“你再说一句我女儿的不是试试?”周明远嗓音低沉,像是压着火。
“行啊,”江涛冷笑,“那就别怪我不讲情面。”
他一挥手,两个黑衣人从门外进来,站在门口,不动声色。
“你们家的事,我本不想插手。”江涛慢悠悠地说,“但既然你这么不懂分寸,那就别怪我不客气了。”
“滚。”周明远咬牙。
“周明远。”江雪突然开口,“我们谈谈。”
她走到沙发前坐下,从包里拿出一份文件,摊在桌上。
“离婚协议。
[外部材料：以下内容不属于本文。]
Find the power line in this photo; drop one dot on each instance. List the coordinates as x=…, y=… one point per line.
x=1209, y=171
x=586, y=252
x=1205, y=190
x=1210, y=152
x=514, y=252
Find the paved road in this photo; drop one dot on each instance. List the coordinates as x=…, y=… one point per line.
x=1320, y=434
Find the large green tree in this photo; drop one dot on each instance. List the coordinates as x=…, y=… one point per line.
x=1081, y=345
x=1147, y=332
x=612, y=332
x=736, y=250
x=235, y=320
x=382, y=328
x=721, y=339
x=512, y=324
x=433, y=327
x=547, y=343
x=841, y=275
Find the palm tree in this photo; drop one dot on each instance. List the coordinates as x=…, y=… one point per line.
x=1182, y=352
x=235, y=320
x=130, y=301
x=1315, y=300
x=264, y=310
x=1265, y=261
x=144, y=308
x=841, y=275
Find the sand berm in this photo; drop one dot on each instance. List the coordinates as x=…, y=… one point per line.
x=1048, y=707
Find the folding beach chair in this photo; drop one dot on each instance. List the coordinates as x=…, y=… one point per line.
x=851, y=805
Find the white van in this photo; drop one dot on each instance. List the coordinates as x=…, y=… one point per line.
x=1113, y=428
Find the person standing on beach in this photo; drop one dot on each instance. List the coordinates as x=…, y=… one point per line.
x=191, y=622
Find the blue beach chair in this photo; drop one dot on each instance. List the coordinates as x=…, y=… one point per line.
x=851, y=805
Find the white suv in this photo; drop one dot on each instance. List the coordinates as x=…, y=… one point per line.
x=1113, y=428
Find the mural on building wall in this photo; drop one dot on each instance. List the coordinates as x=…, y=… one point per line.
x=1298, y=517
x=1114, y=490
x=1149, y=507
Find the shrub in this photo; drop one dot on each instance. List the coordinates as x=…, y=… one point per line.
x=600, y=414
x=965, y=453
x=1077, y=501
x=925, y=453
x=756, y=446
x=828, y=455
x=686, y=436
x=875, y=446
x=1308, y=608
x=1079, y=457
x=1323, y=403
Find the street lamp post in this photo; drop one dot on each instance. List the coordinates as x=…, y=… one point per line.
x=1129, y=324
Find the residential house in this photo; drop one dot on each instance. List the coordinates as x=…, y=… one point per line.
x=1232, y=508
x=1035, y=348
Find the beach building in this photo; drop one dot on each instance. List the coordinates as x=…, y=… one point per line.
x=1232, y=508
”
周明远看着那份纸,没说话。
“十万,拿钱走人。”她说,“以后朵朵归我,你连探视权都没有。”
“你说什么?”他的声音有点发抖。
“我说得很清楚。”江雪看着他,眼神平静得像一潭死水,“这些年,你就像条狗一样活着。我不需要一条狗当丈夫。”
“你——”
“你以为我不知道你在建材市场干什么?”她冷笑,“以为我看不出你想翻盘?”
“你到底是谁?”周明远终于问出这句话。
“我是谁不重要。”江雪站起身,拿起茶杯喝了口,“重要的是,你现在还有选择。”
“选什么?”
“要么签字,拿着十万滚蛋;要么,我现在就让人把你和你女儿一起带走。”
“你疯了吗?”
“我只是理智。”她放下杯子,“你根本不配做父亲。”
周明远沉默了几秒,忽然抓起桌上的鸭汤,猛地泼向自己的左臂。
“哗!”
滚烫的汤汁溅在袖口,布料瞬间湿透,皮肤立刻红肿起来。
剧痛让他瞳孔收缩,额头冒出冷汗。
检测到宿主情绪波动剧烈
命点结算中……
面板上的数值开始跳动,从-98缓缓上升。
“你疯了?”江涛皱眉。
“我没疯。”周明远抬起头,嘴角扯出一抹笑,“我只是想告诉你们一件事。”
“什么事?”
“你们看不起我,是因为我不够狠。”
他说完,转身走进厨房,顺手关上门。
屋里的气氛凝固了几秒。
“
;他是不是真傻了?”江涛嗤笑。